Gladys Berejiklian’s telling ‘lockdown’ omission
The outbreak of COVID-19 coursing through Sydney’s eastern suburbs was caused by a monumental failure of government policy concerning airport workers, but it is the people of NSW who are now being sacrificed to pay for it.
Starting tonight, about a million people who live or work in the City of Sydney, Woollahra, Waverley and Randwick will once again be confined to their homes much like they were forced to do during the pandemic’s peak in April 2020.
These restrictions will continue until next Friday, we are told, with no guarantee they will not be extended further, as they were in the Northern Beaches in January, or in Victoria last year.
Gladys Berejiklian used clever language to deliver this unpalatable measure. She refused to use the word “lockdown”, instead selling this as an anodyne restriction on “four local government areas”, as though the City of Sydney, with its galleries, restaurants, department stores and a casino, was just another suburban LGA, like Randwick or Waverley.
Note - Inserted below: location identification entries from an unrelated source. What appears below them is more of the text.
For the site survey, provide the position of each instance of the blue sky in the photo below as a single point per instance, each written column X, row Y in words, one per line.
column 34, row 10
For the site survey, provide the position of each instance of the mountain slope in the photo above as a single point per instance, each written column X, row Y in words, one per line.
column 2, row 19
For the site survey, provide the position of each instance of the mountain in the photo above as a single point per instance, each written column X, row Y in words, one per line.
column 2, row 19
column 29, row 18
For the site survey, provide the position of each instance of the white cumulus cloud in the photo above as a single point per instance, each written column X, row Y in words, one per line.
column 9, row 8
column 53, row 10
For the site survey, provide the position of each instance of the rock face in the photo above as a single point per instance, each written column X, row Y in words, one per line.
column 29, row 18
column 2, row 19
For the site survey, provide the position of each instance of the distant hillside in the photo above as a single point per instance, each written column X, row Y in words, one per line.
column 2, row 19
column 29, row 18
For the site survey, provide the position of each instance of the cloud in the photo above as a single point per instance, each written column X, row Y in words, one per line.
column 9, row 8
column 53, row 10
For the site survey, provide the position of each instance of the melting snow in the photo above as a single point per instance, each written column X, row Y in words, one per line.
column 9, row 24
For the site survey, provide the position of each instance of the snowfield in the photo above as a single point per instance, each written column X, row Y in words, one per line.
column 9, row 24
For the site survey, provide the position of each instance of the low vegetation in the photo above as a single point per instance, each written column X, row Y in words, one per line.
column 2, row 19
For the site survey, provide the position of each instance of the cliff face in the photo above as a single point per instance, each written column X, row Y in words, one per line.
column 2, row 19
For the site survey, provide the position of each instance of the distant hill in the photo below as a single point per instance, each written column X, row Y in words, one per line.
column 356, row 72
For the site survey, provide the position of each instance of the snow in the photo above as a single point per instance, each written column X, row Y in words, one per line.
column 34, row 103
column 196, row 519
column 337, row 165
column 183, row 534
The enormity of this decision cannot be unstated, yet this is how Ms Berejiklian typically delivers bad news to the public. She rarely tells an outright lie, but has shown a propensity to occasionally conceal the truth.
Worth noting, too, that throughout the pandemic she has always been quick to assume the seraphic hero role while seizing every opportunity to trash other states for closing borders and choosing lockdowns.
At least in those instances, in Victoria and elsewhere, unlinked case numbers somewhat justified drastic responses, whereas in NSW the decision appears more precautionary than necessary. Unlinked cases of the virus remain low in metropolitan Sydney, in the single digits; restricting peoples’ movements, so the thinking goes, will make tracing efforts easier.
“I appreciate this is a blow for businesses in those communities, but we’ve been able to limit it to those four local government areas,” Ms Berejiklian told reporters. “This is so we don’t have rumbling cases of transmission going on for weeks and weeks. Our aim is to be proportionate.”
As a state, we have more than licenced the Berejiklian government to take exceptional measures in the name of public safety. This is ultimately why we elect governments in the first place – to ensure the healthy functioning of society.
Today’s announcement, however, is verging on an abuse of that social contract. Lockdowns, with their galactic number of consequences for lives and livelihoods, postponed medical treatments and mental health, were only ever to be used as a measure of last resort, not precaution. Or so we were told.
One need only to visit the Sydney CBD or take a drive down the arterial roads of the eastern suburbs to know that residents are already limiting their movements, cancelling their travel plans, and generally applying caution. Sensible measures were already in place while government ministers continued to harp on about complacency.
Ironically, the real complacency, the greatest displays of arrogance, have been led by the state’s politicians, those who wrote the deficient Public Health Orders that led to this mess, those who have been quick to blame deficiencies on human error, and those who spent Tuesday night kicking up their heels with a mass gathering in parliament.
This while residents of the Eastern Suburbs waited in limbo to learn if their school holiday plans needed to be cancelled.